On Thursday, the company announced new measures that they will be taking, including the distribution of health and safety kits for shoppers, which will include face masks, hand sanitizer, and thermometers. The masks are not surgical masks or respirators, like the N95 masks that are so in-demand at hospitals, but a washable and reusable cloth multi-use mask. The shoppers will be able to order the kits, for free, starting next week. While that is the only worker request that they seem to have responded to directly, they have also presented a number of new policies and tools to help the safety of workers.

Most of the benefits are for the in-store shoppers, who are more like full-time employees, but the gig workers who were demanding more have a few new tools, including changes to the in-app tip system that it make it much less likely that they get stiffed on tips. It’s not a raise or hazard pay, but does serve to help get the shoppers more money.

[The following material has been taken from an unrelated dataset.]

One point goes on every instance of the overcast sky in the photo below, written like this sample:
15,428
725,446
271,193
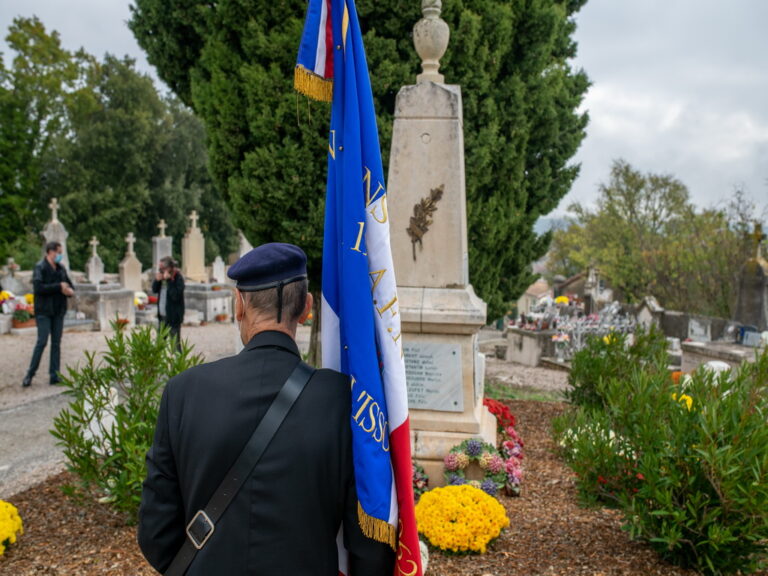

Additionally, they are given more opportunities for bonuses and incentives, though not the $5 per order they requested.

Though the in-store shoppers, even as part-time employees, will now all have sick pay as an accrued benefit, the gig workers still need to be diagnosed with COVID-19 or “placed in individual mandatory isolation or quarantine, as directed by a local, state, or public health authority” in order to access the 14 days of pay.

As the crisis unfolds, the public has gotten a unique view on who the essential workers are in this world, and those workers, who long struggled for fair treatment, have seized the opportunity to take action. These changes show that while the improvements may be incremental, they are happening.